This week’s Independent News & Media Irish regional newspapers’ column.
Michael Commane
The Tipperary Wexford All-Ireland semi-final was an exciting game. I know little or nothing about hurling but that game was spectacular. The excitement right to the final whistle kept me on the edge of my seat.
And that’s all quite amazing as it’s one of the few hurling games I have watched on television from start to finish.
That semi-final brought so many memories and emotions running through my head.
Over the years I have been following Wexford manager Davy Fitzgerald, who enthrals me. Any time I hear him on the radio or television he immediately catches my attention and I’m listening to every word he says. The man has something; it might be genius, then again it might be roguery, whatever it is he has charisma and personality in abundance.
My mother was from Tipperary, so ‘loyalty’, whatever that is, should have had me supporting Tipp. No self-respecting hurling enthusiast will like my saying that I was changing side from each puck of the ball. When Wexford was a point down I was on their side and when the Premier County were trailing I was counting on Bubbles O’Dwyer to score or Jason Forde to point a free. Whatever happened I was winning and losing.
And then all the memories of fadó fadó. I spent my summer holidays on a grand-uncle’s farm in Kilkenny but it straddled Tipperary and to this day I’m not sure where’s Tipperary and where’s Kilkenny, though I do remember the address included lines: ‘Via Thurles, Co Tipperary’.
Come August it was time to leave and head back home.
En route we would call to a nearby family, a sister and two brothers, to say goodbye. It seems always to have been the Sunday of the All-Ireland final that we called.
In the early years the three of them were glued to the radio listening to Micheál Ó Héir’s commentary on the game and then later watching every stroke of the ball on television. I have this memory of their jubilation when Kilkenny won, and I, out of ‘devilment’ would be shouting for Tipperary.
My family had no interest in GAA games whereas our nearby cousins were players and supporters of ‘the code’. That was a word I often heard used for GAA games. Indeed, they would often call to our house asking my brother and me if we would go with them to Croke Park. Their father was John D Hickey, who was GAA correspondent for the ‘Irish Independent’. On a few occasions I must have gone as a small boy as I can still remember playing in the press box with not the slightest interest in the game below.

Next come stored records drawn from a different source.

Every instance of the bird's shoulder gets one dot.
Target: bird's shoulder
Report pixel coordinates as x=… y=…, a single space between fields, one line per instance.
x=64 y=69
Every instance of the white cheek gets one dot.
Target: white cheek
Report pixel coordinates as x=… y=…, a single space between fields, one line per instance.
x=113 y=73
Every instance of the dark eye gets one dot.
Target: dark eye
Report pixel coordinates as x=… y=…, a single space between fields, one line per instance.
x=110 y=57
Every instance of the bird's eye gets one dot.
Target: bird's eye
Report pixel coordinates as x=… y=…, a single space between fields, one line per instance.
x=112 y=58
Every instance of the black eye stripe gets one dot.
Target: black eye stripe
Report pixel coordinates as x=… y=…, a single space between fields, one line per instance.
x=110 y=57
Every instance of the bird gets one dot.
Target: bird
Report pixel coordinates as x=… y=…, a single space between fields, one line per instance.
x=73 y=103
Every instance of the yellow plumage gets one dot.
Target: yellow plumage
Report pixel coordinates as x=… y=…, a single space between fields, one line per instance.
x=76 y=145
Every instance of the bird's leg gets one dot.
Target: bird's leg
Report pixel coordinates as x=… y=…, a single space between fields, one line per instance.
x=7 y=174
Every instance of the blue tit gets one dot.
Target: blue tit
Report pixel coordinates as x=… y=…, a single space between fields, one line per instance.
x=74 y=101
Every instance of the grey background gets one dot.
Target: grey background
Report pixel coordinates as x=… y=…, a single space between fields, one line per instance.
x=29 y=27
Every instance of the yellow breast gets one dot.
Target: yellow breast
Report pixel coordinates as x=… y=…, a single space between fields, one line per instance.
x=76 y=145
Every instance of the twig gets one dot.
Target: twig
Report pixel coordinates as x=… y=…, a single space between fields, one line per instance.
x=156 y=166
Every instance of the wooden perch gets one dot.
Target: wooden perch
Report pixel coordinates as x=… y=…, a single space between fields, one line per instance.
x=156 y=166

On another occasion in Thurles I recall trying to operate a handle on one of those now-obsolete Bakelite telephones so that my uncle could file his match report after a Munster Final at the ‘Sportsfield’, which has now morphed into Semple Stadium. Those black telephones with no dials have long ago disappeared.
Interesting what a game of hurling can do. Watching that game, my mind kept wandering back to my childhood.
As to the final: up Tipp, up Kilkenny.